Inquiry into May 2018 network disruption
In May 2018 a new timetable was introduced for large parts of Britain’s railway network, which caused major disruption to services for passengers especially in the North of England and in the South East.
At the request of the Government, ORR established an Inquiry into the factors that contributed to the failure to produce and implement a satisfactory operational timetable in May 2018.
The Inquiry has been conducted in addition to and alongside ORR’s existing monitoring and investigation activity that began in February 2018. This has looked into the compliance of Network Rail and the train operators with the terms of their licences in relation to the timeliness of the provision of timetable information to operators and passengers.
September 2018 findings
20 September 2018
The three-month Inquiry has found that Network Rail, Govia Thameslink Railway (GTR), Northern, the Department for Transport (DfT), and the Office of Rail and Road (ORR) all made mistakes, which contributed to the collapse of services, particularly on the GTR and Northern routes.
A key issue, found by the Inquiry, is that there is an apparent gap in industry responsibility and accountability for managing systemic risks, and that needs to change.
Other key findings are:
- The System Operator (SO) function within Network Rail was in the best position to understand and manage the risks, but did not take sufficient action, especially in the critical period of autumn 2017
- Neither GTR nor Northern were properly aware of or prepared for the problems in delivering the timetable and they did not do enough to provide accurate information to passengers when disruption occurred
- Both DfT and ORR are responsible for overseeing aspects of the industry, but neither sufficiently questioned assurances they received from the industry about the risk of disruption.
The ORR's report into its role in the timetabling issues has been published.
Inquiry findings - September 2018
- Independent review of timetable disruption in May 2018
- ORR Prior role review
- Annex B: Terms of Reference
- Annex C: Complete reference timeline
- Annex D: ORR customer research
- Annex E: ORR service performance data
- Annex F: Record of evidence
- Note of stakeholder meetings held in Manchester and London following the publication of interim findings - November 2018
- Terms of Reference PDF, 374 Kb
- Letter from DfT commissioning the Inquiry PDF, 248 Kb
The Timetable Inquiry Independent Advisory Panel Members
- Dame Deirdre Hutton, DBE, became Chair of the Civil Aviation Authority on 1 August 2009 having previously been Chair of the Food Standards Agency until July 2009. She has served on a number of public bodies and has considerable experience of corporate governance, risk-based regulation and consumer policy.

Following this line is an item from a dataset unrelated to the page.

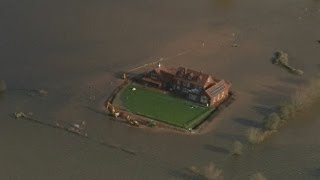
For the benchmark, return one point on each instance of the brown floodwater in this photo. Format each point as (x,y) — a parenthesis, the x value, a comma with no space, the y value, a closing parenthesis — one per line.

She sits as a Non-Executive on the board of Thames Water Utilities Ltd, is Pro-Chancellor of Cranfield University and is Honorary Vice President of the Trading Standards Institute.
- Mike Brown, MVO, was appointed Commissioner of Transport for London in September 2015. He joined London Underground in 1989 and worked in various operational manager roles before becoming the company's Chief Operating Officer in 2003. In 2008, he left to head up Heathrow, then the world's busiest international airport. He rejoined London Underground in 2010 as Managing Director and took the lead role in the successful delivery of transport for the London 2012 Olympic and Paralympic Games.
- Anne Heal has a particular focus on customer and consumer issues; she is currently a non-executive member of the ORR Board, the Chair of the Thames Water Customer Challenge Group, and a lay member of the General Dental Council. She chairs the charity Volunteering Matters and is a Board member of ELEXON. She is a trustee of the National Council for Voluntary Organisations and BalletBoyz. She was Group Regulatory Affairs Director of BT, and Openreach’s first Managing Director of Strategy.
- Michael Beswick has extensive senior level experience spanning the rail industry and its regulation. After joining British Rail as a graduate trainee he had a range of front-line operational and business management jobs. Working for ORR he had leading roles in the development of regulatory policy and the structure of the industry, infrastructure regulation and relationships with stakeholders. He was an executive member of the ORR Board from 2006 until his retirement in 2013.